Сафронов слушал и торжествовал, жалея лишь, что он не может говорить обратно в трубу, дабы там слышно было об его чувстве активности, готовности на стрижку лошадей и о счастье. Жачеву же, и наравне с ним Вощеву, становилось беспричинно стыдно от долгих речей по радио; им ничего не казалось против говорящего и наставляющего, а только все более ощущался личный позор. Иногда Жачев не мог стерпеть своего угнетенного отчаяния души, и он кричал среди шума сознания, льющегося из рупора:
– Остановите этот звук!
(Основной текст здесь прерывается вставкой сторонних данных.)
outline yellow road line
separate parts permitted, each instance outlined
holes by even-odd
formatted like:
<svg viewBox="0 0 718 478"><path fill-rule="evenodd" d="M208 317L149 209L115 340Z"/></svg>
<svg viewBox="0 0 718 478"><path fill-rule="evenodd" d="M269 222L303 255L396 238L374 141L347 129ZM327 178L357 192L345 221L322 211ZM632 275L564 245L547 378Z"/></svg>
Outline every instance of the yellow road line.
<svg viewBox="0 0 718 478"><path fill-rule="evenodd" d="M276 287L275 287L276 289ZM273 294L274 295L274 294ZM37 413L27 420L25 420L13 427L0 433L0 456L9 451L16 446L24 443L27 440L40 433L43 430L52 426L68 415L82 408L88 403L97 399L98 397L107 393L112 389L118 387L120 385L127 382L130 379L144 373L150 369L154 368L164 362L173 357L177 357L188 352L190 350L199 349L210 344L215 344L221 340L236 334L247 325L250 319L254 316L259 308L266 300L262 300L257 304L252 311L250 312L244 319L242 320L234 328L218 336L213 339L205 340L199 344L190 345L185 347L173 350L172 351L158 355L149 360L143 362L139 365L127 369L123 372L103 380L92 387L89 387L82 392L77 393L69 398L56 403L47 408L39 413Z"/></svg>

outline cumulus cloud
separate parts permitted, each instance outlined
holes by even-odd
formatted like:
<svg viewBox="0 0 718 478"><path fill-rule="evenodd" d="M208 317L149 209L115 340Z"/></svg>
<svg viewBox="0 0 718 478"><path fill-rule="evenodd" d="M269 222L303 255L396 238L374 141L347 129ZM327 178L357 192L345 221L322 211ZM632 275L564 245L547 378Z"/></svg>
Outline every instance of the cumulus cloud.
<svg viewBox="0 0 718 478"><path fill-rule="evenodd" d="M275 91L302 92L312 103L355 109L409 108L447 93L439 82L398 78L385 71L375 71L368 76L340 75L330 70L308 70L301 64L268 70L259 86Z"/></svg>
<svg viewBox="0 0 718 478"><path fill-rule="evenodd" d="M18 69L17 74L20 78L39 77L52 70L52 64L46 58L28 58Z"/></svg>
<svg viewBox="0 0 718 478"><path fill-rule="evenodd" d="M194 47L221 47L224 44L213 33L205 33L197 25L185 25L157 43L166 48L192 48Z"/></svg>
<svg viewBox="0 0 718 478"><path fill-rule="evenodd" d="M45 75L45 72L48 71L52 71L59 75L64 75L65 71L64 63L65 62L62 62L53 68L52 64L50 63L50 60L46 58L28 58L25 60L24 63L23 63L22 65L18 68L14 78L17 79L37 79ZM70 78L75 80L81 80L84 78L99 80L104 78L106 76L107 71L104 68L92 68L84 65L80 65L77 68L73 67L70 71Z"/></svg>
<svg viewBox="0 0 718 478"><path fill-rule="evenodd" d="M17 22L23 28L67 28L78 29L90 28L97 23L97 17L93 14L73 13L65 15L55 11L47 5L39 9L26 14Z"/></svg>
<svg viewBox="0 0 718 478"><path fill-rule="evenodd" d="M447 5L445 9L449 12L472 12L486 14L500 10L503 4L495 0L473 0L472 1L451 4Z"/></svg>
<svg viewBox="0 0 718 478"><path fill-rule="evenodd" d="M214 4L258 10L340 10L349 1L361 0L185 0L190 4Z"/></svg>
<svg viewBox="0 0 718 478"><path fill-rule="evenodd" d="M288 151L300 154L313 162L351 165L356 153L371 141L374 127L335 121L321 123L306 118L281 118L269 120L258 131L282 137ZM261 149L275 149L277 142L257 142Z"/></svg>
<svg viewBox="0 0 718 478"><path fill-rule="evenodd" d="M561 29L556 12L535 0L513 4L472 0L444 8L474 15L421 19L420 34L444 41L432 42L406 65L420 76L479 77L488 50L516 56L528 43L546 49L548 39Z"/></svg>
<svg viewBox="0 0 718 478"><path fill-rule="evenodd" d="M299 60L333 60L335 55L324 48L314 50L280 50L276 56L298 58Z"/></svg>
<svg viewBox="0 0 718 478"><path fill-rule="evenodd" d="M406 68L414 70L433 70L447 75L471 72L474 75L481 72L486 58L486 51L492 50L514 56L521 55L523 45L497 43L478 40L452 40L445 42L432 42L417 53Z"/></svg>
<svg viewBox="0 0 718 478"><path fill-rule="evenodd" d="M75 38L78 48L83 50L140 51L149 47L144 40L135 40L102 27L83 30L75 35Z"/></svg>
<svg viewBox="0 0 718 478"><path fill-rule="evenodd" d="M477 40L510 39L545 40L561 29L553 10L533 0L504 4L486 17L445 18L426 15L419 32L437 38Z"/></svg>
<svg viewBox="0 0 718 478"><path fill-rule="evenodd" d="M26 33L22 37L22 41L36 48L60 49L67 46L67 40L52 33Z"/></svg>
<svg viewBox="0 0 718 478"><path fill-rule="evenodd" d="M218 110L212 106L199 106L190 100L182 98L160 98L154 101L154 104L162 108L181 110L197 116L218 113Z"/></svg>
Дайте мне ответить на него!..
Сафронов сейчас же выступал вперед своей изящной походкой.
– Вам, товарищ Жачев, я полагаю, уже достаточно бросать свои выраженья и пора всецело подчиниться производству руководства.
– Оставь, Сафронов, в покое человека, – говорил Вощев, – нам и так скучно жить.
Но социалист Сафронов боялся забыть про обязанность радости и отвечал всем и навсегда верховным голосом могущества:
– У кого в штанах лежит билет партии, тому надо беспрерывно заботиться, чтоб в теле был энтузиазм труда. Вызываю вас, товарищ Вощев, соревноваться на высшее счастье настроенья!
Труба радио все время работала, как вьюга, а затем еще раз провозгласила, что каждый трудящийся должен помочь скоплению снега на коллективных полях, и здесь радио смолкло; наверно, лопнула сила науки, дотоле равнодушно мчавшая по природе всем необходимые слова.
Сафронов, заметив пассивное молчание, стал действовать вместо радио:
– Поставим вопрос: откуда взялся русский народ? И ответим: из буржуазной мелочи! Он бы и еще откуда-нибудь родился, да больше места не было. А потому мы должны бросить каждого в рассол социализма, чтоб с него слезла шкура капитализма и сердце обратило внимание на жар жизни вокруг костра классовой борьбы и произошел бы энтузиазм!..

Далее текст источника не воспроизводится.